Thursday, 1 September 2016

The honeybee: intelligence in a miniature brain


A previous post referred to the widespread occurrence of intelligence in the natural world, even in brainless amoebae. See Intelligence without brains. It is obvious to everyone that hives have a kind of collective intelligence – a mystery in itself. But the individual insect within the colony also has intelligence, despite its miniature brain, the size of a grass seed.


For every hundred thousand neurons in the human brain (85 billion in all) there is only one in the bee’s equivalent. Here are some examples from the New Scientist in What’s the buzz? by David Robson (24 November 2012). They involve mental feats by individual bees and a growing repertoire of complex behaviour by groups of them. (NB Workers are all females and fall into two groups: foragers and nurses. Drones are males with the sole purpose of mating.)

  • The waggle dance is performed in the hive by a forager to indicate to her fellow foragers the direction and distance of nectar bearing flowers.
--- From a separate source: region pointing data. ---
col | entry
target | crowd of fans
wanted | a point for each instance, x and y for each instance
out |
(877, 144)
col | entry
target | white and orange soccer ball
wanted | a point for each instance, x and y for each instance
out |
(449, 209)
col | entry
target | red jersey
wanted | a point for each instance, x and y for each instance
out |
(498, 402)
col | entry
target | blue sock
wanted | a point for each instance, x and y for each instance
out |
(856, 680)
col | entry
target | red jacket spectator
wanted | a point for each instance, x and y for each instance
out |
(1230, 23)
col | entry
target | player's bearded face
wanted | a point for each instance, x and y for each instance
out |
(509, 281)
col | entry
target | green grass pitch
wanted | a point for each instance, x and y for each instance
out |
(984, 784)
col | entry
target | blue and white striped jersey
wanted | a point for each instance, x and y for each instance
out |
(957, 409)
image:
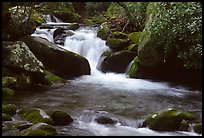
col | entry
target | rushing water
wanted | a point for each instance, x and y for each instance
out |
(87, 97)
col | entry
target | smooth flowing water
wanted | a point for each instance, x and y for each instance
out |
(124, 99)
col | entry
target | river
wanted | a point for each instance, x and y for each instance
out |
(129, 101)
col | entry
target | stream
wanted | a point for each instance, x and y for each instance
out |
(124, 99)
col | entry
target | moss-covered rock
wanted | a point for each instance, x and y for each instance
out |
(6, 92)
(9, 109)
(134, 37)
(74, 65)
(105, 120)
(9, 82)
(133, 47)
(134, 67)
(40, 129)
(73, 26)
(103, 32)
(35, 115)
(198, 128)
(51, 78)
(18, 58)
(6, 117)
(23, 81)
(169, 120)
(61, 118)
(117, 44)
(115, 61)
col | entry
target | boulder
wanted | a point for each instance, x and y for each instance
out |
(105, 120)
(6, 117)
(116, 61)
(57, 60)
(169, 120)
(39, 129)
(35, 115)
(9, 109)
(117, 44)
(18, 58)
(6, 92)
(103, 31)
(61, 118)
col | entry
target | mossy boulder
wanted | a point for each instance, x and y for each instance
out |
(116, 61)
(117, 44)
(119, 35)
(133, 47)
(73, 26)
(35, 115)
(198, 128)
(133, 68)
(40, 129)
(61, 118)
(6, 92)
(9, 109)
(18, 58)
(105, 120)
(134, 37)
(169, 120)
(9, 82)
(23, 81)
(74, 65)
(103, 31)
(51, 78)
(6, 117)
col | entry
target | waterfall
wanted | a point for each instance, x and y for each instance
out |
(87, 44)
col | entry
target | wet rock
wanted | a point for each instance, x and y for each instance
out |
(9, 109)
(70, 65)
(35, 115)
(105, 120)
(39, 129)
(18, 58)
(61, 118)
(6, 117)
(6, 92)
(169, 120)
(115, 61)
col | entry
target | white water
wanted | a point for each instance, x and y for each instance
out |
(85, 43)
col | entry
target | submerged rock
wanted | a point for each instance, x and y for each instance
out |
(169, 120)
(115, 61)
(57, 60)
(61, 118)
(35, 115)
(39, 129)
(105, 120)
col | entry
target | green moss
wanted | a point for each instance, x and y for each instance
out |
(168, 120)
(134, 37)
(133, 47)
(34, 116)
(198, 128)
(6, 92)
(6, 117)
(51, 78)
(9, 82)
(23, 81)
(9, 109)
(103, 32)
(134, 67)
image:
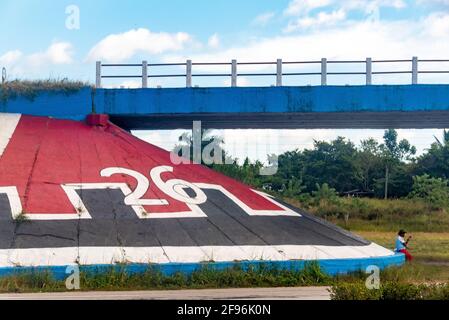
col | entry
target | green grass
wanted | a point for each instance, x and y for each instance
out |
(118, 280)
(30, 89)
(427, 247)
(389, 291)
This is well known. However, while it is performing this dance another foraging bee will sometimes butt the head of the dancer to indicate that it has found a spider at a particular place.

  • Nurse bees perform a wide variety of housekeeping tasks: spring cleaning, mutual grooming, guarding entrances against intruders and air conditioning in hot weather. The air conditioning is achieved by sprinkling water over the honeycomb and using their wings to produce a cool draft.
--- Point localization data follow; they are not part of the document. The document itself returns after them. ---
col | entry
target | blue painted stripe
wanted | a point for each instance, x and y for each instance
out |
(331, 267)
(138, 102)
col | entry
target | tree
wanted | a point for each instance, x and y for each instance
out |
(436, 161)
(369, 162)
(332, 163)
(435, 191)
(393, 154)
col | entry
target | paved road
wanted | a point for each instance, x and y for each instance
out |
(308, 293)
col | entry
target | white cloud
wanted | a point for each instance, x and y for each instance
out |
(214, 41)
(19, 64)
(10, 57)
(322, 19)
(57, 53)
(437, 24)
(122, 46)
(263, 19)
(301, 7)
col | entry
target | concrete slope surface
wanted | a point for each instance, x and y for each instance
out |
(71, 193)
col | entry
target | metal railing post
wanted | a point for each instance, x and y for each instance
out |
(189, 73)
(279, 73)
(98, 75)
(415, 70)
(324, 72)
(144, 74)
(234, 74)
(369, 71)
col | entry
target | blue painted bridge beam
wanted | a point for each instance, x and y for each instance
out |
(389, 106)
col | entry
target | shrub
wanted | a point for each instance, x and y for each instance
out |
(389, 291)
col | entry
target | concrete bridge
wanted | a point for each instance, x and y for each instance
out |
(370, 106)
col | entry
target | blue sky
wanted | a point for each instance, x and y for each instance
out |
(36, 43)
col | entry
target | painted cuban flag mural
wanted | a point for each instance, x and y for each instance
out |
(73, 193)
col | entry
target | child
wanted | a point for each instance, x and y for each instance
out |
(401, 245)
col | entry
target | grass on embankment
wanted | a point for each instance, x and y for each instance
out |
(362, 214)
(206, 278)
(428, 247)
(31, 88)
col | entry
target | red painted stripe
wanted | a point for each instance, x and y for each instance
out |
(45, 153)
  • Workers have been observed to have over 60 patterns of behaviour, including 6 different kinds of dance. (Lars Chittkka Current Biology, vol.19, p.R995). This compares with 120 for bottlenose dolphins, 50 for beavers and 30 for rabbits.
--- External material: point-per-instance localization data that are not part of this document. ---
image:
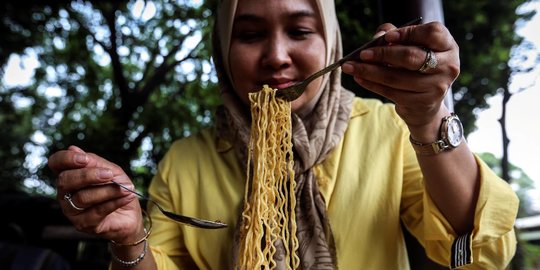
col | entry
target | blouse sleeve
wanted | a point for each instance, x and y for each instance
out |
(166, 240)
(491, 244)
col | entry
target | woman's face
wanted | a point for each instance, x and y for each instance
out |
(276, 42)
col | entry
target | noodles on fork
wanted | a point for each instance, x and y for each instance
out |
(268, 229)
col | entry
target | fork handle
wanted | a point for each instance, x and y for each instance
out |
(379, 41)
  • Bees are aware of the concept of symmetry. If they see a variety of symmetric shapes and a variety of asymmetric shapes, and if they are rewarded only when a symmetric shape is chosen, they will select any shape which has symmetry from a random collection of shapes of all kinds.

  • They can find their way through a maze using abstract signs. They can also understand that different signs mean different things in different situations. They are much better than most primates at this.

     

  • When confronted with a variety of tasks they are able to assess their chances of succeeding and act accordingly. (The evidence for this is not conclusive but it seems likely from experiments to date.)

The article also points out severe limitations of the bee’s intelligence. Visual processing is confined to recognising outlines and only a small part of a scene can be taken in at once. Memory recall is very limited. Nevertheless this is another example of the extraordinary ubiquity of intelligence in the natural world, even in organisms with no neurons or brains as we understand them, such as amoebae. And it is my opinion that this is somehow connected with the process of evolution. Far from being a blind random process of natural selection plus random mutations evolution proceeds by intelligent cooperation and competition. Intelligence is a sustainer and driver of life.

Recently I became aware of plants which were precisely conserving their starch supply through the night using a simple mathematical formula and inputs from both their biological clocks and the number of starch molecules present in the plants.

It is also becoming increasingly apparent that intelligence in nature is not caused by arrangements of matter. These are secondary to something much more fundamental which is beyond our power to discern.

  
 Where it comes from is another question. Humans have an extraordinary variety and amount of reasoning capacity but I believe it is much more than this which makes us fundamentally different from the natural world around us.